Visi yang Luhur: Memperkuat Organisasi
Semua orang sadar bahwa mencetak keuntungan adalah sasaran utama perusahaan. Bagi karyawan, cara mencari untung dan kualitas dalam menjalankan usahalah yang sesungguhnya bisa menumbuhkan semangat kebersamaan dan komitmen yang tidak ada matinya. Secara sederhana , dalam sebuah perusahaan nasional klien saya, rasa ‘nasionalisme’, cinta Indonesia digaungkan di kalangan insinyur insiyur muda yang perlu berhadapan dengan klien yang kebanyakan lebih senior dan berkebangsaan lain. Misi dan budaya yang luhur seperti inilah yang membuat karyawan seolah siap ‘berjuang’ bersama perusahaan. Sebaliknya, tanpa visi yang menarik, perusahaan bisa jadi hanya bergerak bagaikan manusia tanpa kepribadian, seperti tulang dan daging tanpa nyawa dan jiwa.

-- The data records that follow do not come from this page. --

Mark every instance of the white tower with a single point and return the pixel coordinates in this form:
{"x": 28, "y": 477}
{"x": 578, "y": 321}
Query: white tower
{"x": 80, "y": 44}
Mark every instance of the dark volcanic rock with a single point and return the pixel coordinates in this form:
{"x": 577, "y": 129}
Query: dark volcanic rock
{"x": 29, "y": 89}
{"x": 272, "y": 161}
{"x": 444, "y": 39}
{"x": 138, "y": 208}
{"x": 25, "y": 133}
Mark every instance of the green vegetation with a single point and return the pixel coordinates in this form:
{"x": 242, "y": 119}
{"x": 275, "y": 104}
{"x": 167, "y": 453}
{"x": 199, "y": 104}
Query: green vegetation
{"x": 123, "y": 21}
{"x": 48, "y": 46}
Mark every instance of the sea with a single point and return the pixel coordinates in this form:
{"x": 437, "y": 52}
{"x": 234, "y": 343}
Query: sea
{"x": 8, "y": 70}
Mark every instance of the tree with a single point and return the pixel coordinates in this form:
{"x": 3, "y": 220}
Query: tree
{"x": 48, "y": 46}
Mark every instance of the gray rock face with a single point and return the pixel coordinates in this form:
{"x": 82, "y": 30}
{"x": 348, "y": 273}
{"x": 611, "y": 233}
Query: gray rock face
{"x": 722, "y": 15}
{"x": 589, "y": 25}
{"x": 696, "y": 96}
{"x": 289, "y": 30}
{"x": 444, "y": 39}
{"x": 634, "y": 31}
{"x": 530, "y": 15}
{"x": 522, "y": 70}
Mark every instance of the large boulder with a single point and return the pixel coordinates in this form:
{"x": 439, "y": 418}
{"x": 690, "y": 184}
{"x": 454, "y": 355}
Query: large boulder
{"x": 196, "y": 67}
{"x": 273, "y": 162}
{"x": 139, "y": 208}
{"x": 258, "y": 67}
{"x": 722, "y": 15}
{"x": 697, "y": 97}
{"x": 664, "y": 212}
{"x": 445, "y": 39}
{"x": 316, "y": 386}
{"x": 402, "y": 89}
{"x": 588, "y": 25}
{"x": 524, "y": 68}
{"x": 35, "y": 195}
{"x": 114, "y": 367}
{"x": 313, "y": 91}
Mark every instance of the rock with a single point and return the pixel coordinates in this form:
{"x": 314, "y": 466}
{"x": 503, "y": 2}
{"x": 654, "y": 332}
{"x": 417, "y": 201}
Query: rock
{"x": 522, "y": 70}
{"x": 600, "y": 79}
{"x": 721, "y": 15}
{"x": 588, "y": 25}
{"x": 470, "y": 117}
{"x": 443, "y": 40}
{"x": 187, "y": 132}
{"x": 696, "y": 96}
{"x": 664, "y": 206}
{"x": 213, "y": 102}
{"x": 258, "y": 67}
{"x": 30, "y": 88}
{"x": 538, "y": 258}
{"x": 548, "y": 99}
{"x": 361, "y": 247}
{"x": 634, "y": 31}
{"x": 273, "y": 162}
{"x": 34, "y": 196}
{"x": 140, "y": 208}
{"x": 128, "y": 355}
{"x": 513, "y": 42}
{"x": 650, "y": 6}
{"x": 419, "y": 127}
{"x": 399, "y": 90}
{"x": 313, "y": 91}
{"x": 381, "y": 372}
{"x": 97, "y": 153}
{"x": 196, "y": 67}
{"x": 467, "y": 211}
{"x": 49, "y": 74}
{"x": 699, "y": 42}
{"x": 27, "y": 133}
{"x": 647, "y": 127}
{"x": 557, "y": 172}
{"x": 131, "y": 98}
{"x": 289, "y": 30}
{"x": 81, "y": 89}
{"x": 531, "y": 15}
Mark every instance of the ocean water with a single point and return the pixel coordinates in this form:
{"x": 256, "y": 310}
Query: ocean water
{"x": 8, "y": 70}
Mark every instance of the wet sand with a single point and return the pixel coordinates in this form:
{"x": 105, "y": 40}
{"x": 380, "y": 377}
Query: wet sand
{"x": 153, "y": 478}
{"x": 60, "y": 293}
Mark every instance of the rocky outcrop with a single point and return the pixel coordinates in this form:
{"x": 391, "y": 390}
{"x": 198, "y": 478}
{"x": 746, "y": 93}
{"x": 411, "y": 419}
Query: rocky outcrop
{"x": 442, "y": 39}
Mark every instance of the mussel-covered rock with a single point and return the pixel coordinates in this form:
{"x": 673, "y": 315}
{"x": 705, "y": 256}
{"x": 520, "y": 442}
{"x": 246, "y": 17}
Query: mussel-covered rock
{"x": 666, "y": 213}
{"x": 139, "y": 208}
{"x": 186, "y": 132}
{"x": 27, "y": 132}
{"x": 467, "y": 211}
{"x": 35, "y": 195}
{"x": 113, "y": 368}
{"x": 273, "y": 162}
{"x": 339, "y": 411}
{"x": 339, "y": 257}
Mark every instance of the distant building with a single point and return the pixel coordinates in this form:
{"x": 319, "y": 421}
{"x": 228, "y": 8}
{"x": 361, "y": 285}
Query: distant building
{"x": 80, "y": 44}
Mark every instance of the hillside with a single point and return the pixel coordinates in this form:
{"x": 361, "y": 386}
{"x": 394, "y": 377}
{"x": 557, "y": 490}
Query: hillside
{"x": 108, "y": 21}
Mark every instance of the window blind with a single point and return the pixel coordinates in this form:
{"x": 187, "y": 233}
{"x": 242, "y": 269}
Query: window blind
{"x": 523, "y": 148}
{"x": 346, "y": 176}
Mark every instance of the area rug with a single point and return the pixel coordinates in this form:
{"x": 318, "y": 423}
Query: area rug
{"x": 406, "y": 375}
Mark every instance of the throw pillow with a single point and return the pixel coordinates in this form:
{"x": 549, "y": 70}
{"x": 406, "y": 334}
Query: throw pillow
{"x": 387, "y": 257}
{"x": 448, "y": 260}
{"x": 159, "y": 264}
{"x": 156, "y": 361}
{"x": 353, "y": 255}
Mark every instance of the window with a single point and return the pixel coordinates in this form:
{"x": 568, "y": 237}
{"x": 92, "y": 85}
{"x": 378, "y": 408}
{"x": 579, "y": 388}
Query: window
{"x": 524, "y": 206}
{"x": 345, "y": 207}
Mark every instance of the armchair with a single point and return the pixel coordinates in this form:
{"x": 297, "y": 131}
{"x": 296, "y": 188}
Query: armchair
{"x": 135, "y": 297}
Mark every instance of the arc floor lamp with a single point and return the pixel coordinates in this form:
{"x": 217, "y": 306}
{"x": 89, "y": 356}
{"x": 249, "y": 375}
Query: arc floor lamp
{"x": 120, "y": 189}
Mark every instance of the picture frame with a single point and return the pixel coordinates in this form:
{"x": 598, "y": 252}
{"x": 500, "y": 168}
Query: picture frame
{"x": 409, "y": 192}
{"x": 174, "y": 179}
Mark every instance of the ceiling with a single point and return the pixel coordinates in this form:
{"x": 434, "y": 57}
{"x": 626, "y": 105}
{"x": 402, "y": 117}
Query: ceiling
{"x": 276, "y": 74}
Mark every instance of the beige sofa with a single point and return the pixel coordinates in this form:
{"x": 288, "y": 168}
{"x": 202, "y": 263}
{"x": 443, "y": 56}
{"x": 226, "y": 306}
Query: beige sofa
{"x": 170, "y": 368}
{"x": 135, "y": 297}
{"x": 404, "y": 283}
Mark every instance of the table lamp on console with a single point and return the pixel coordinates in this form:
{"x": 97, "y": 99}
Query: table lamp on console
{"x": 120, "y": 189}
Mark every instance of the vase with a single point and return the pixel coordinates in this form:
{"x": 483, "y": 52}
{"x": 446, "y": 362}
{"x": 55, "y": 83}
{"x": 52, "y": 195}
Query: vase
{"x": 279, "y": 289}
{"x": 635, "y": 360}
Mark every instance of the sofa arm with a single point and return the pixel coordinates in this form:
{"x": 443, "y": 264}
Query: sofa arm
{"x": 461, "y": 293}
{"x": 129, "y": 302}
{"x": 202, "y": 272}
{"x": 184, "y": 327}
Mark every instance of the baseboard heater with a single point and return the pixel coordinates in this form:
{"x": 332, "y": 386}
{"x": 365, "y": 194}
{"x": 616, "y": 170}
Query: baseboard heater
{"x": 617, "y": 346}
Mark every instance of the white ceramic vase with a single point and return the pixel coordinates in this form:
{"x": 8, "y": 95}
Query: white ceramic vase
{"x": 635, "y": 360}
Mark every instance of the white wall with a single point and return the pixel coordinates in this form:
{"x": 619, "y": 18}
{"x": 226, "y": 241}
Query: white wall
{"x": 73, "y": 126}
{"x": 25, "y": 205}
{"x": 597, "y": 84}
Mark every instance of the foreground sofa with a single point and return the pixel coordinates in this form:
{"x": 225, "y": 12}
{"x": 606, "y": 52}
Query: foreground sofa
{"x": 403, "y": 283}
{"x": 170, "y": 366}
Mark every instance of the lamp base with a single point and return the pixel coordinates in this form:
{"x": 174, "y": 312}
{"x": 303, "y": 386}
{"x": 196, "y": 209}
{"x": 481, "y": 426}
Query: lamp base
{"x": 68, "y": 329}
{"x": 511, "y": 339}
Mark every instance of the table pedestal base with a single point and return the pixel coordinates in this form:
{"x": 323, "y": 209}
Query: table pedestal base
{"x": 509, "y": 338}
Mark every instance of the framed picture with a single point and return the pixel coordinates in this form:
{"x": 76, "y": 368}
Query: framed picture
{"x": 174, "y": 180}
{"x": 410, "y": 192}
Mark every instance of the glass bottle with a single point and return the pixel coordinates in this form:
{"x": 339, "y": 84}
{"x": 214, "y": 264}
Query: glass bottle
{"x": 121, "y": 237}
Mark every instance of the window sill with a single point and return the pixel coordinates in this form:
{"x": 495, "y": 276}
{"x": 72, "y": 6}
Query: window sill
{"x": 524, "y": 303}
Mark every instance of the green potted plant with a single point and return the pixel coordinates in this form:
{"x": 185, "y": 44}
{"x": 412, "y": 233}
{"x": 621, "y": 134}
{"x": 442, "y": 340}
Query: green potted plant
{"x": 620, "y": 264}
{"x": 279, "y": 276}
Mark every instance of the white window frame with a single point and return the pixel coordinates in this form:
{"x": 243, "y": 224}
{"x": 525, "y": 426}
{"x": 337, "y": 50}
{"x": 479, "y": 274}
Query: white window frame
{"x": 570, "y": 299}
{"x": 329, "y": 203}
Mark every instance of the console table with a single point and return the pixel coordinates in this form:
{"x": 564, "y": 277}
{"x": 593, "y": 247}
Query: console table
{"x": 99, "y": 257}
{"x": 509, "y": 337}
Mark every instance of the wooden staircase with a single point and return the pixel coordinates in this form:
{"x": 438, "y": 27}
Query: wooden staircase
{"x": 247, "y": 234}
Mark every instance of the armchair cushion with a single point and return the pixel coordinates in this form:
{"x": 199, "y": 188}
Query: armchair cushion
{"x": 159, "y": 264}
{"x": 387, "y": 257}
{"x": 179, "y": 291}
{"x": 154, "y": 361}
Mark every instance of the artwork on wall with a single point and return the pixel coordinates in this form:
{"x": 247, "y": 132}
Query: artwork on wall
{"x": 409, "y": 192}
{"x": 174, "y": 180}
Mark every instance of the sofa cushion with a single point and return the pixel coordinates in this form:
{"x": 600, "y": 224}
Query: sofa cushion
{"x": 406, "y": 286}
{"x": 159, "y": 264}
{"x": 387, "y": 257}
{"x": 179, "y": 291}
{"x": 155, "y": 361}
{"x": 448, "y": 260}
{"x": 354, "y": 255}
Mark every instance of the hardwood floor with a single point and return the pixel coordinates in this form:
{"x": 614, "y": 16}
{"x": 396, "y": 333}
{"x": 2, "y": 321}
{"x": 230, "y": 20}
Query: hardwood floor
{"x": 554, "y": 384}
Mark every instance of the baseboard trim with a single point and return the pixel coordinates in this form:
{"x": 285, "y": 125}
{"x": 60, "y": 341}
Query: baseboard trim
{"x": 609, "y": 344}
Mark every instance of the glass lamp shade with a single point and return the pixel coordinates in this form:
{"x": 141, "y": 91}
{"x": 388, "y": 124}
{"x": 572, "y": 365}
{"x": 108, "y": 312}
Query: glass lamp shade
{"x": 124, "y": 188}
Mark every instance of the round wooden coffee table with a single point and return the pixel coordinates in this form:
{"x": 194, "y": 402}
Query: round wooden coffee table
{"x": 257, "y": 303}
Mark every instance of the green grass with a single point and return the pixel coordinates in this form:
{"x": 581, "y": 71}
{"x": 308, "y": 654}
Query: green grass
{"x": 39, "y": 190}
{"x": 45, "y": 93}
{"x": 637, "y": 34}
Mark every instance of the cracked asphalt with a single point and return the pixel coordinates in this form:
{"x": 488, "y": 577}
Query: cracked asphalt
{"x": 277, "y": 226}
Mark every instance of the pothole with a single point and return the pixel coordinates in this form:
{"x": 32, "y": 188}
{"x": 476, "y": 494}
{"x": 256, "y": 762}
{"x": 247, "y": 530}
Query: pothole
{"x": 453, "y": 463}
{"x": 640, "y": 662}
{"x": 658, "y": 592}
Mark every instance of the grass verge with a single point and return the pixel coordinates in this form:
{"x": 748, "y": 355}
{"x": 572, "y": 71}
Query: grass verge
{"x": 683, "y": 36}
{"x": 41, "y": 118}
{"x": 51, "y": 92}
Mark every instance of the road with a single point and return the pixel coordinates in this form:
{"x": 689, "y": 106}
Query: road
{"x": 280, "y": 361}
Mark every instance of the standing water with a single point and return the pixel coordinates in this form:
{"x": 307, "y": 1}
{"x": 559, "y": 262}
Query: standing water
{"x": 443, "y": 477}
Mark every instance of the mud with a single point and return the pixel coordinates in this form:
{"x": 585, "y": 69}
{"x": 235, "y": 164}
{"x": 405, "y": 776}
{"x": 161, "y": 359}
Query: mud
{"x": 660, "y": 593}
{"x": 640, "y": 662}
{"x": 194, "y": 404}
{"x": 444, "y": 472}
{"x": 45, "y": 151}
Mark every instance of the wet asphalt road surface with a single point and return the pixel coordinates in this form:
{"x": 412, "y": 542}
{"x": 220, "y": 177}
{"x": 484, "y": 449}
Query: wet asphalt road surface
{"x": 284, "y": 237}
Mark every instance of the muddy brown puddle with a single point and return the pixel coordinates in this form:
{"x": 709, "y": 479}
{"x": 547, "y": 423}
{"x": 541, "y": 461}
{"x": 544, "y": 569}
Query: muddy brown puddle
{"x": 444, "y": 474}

”Sense of community” biasanya memang berakar di tengah-tengah organisasi. Adanya “sense of community” ini biasanya menjadikan karyawan lebih aktif secara sosial, bertanggung jawab dan siap menguatkan organisasi. Bila pemimpin bisa menangkap dan memanfaatkan kekuatan sosial ini, tantangan untuk menggerakkan dan mengarahkan kelompok tentu bisa jadi lebih mudah. Inilah sebabnya, pengembangan ‘sense of community’ tidak bisa diabaikan dan perlu dilakukan sejalan dengan pengembangan kepemimpinan.